This state legislative session has seen a flurry of activity regarding capital punishment. There has been plenty of reason for hope, but also some disappointment for death penalty opponents.
We'll start with the bad news: Alaska has proposed to reinstate its death penalty, which it abolished in 1958. Anti-death penalty groups are rightly stating that the risks of an innocent person being sentenced to death are high, as is the cost for the capital punishment system.
In sillier pro-death penalty news, a New Hampshire legislator proposed to bring the firing squad back as a method of execution. The politician claims that this method of execution will deter murder.
Now for the good news! Maryland is poised to abolish its death penalty. The governor is a fervent opponent of the death penalty and has proposed the repeal bill. According to the Washington Post, it appears that legislators are also ready to move forward with abolition. A committee may forward the bill to the full senate without having a hearing, which gives it a better opportunity to pass.
New Mexico will once again have a bill that would abolish the death penalty.

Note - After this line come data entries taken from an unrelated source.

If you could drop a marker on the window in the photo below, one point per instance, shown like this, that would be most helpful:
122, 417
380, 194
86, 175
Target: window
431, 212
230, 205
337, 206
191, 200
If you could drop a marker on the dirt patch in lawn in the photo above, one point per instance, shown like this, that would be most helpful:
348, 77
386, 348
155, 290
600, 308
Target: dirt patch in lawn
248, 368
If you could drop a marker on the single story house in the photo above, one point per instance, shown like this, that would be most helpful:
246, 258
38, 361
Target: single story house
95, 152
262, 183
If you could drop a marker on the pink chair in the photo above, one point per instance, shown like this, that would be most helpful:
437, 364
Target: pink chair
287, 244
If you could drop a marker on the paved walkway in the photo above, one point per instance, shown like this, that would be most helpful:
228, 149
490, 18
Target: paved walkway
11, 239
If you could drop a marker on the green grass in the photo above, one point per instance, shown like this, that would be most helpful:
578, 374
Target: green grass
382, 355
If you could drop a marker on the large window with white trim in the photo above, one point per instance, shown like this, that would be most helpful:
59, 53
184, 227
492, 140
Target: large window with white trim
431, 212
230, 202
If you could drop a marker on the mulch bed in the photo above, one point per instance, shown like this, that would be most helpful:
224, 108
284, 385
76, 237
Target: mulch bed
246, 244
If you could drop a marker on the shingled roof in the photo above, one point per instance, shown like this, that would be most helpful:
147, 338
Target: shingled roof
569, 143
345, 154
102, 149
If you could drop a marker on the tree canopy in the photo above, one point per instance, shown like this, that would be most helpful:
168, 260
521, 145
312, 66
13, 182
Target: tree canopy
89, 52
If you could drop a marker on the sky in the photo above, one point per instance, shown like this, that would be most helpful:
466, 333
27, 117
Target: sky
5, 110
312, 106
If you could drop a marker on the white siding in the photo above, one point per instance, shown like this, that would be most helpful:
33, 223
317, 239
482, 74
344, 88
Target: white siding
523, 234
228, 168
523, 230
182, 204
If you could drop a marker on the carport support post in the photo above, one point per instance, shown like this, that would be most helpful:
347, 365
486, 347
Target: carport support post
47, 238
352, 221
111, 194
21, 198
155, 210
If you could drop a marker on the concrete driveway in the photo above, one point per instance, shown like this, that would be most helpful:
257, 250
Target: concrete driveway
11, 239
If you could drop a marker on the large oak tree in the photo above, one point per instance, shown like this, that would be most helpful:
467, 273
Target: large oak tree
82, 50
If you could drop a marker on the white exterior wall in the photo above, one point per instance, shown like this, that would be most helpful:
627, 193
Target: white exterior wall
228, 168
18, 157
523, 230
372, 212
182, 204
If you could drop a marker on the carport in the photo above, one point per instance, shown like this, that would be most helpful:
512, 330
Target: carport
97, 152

Capital punishment is a costly sentence and one which New Mexico rarely uses; four people have been exonerated from New Mexico's death row, and only two people currently sit on the state's death row. The bill would repeal the death penalty and sentence murderers to life without parole and keep the state just as safe.
There is also sensible bill in New Hampshire that would create a study commission to investigate whether capital punishment is worthwhile for the state to continue.
Nebraska has not had a functioning death penalty since the electric chair was ruled unconstitutional. Some legislators are proposing abolition of capital punishment. Nebraska came close to repeal in 2007, so abolition is not an unrealistic goal for the Cornhusker State. (The bad news is that other legislators are trying to pass lethal injection legislation.)
Colorado is also taking a hard look at capital punishment. An article in the Denver Post discusses a bill that would repeal the death penalty and use the money that is wasted on that process for investigations of cold cases.
The country seems to have atmosphere of hope, and the anti-death penalty movement is moving into that space as well.